Le CAS a procédé pour la première fois à une estimation des coûts d’adaptation au changement climatique pour les cabanes. D’ici à 2040, il conviendrait d’investir entre 5 et 7 millions de francs par an. Pour ce faire, un nouveau modèle de financement s’avère nécessaire à moyen terme.

La Trifthütte SAC a été fortement endommagée par une avalanche en 2021, elle est fermée depuis lors. Le recul des glaciers en amont de la cabane favorise le déclenchement d’avalanches de plus grande ampleur, raison pour laquelle le site n’est plus sûr. L’année prochaine, la Trifthütte sera donc reconstruite à un endroit plus adéquat. Idem pour la Mutthornhütte SAC, elle aussi fermée depuis 2021, en raison de la menace d’éboulements.
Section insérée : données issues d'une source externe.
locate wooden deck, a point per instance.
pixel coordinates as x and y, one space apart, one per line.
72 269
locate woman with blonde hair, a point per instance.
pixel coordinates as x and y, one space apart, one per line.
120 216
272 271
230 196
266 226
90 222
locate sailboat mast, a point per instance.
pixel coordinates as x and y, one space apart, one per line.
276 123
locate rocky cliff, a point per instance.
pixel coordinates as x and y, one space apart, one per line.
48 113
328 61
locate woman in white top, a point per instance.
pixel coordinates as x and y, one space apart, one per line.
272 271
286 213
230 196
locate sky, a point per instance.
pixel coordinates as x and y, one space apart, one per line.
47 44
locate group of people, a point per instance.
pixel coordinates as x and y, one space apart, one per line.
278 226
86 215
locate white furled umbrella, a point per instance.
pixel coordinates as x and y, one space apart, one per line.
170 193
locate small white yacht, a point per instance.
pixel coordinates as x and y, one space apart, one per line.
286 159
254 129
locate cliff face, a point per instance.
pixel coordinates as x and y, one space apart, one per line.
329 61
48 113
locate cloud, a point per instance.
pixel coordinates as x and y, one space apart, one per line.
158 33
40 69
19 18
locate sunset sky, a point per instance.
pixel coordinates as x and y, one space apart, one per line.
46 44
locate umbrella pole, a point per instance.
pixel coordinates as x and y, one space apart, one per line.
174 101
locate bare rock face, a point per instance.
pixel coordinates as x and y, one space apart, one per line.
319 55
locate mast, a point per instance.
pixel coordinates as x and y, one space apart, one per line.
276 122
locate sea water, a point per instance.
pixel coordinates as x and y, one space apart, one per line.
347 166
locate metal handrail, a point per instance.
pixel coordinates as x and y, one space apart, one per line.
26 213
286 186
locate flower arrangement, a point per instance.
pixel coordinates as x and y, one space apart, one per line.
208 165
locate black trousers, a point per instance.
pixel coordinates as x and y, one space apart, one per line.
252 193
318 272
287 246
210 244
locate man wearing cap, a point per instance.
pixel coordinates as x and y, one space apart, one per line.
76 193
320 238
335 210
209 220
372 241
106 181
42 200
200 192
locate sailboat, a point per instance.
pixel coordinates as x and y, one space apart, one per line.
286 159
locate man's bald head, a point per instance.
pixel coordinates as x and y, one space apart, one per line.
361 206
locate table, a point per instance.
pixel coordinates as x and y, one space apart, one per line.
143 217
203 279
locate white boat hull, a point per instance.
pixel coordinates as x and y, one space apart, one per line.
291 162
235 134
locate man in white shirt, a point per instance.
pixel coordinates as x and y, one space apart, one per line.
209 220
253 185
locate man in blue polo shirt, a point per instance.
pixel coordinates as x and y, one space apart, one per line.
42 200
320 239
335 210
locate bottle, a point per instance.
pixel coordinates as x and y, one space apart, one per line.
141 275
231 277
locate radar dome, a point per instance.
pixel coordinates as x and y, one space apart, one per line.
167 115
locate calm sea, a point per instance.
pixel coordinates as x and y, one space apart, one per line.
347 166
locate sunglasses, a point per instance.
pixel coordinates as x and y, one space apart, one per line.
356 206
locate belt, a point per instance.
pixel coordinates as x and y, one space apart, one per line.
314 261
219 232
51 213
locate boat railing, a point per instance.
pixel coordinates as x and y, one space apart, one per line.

En cause, le réchauffement climatique, qui provoque le dégel du pergélisol et la disparition du glacier.

Les constructions de remplacement de ces deux cabanes font partie des neuf projets actuels de construction et de transformation de cabanes du CAS pour lesquels des contributions du fonds des cabanes seront soumises à l’approbation de la Conférence des présidents le 23 novembre. «L’adaptation au changement climatique est une composante dans sept des neuf projets», déclare Ulrich Delang, chef du secteur Cabanes au CAS. Des toilettes sèches doivent par exemple être installées à la Carschinahütte SAC. Le descriptif du projet indique: «L’amélioration de l’approvisionnement en eau et la réduction de la consommation d’eau grâce à l’installation de toilettes sèches permettront d’assurer l’exploitation de la cabane à l’avenir.»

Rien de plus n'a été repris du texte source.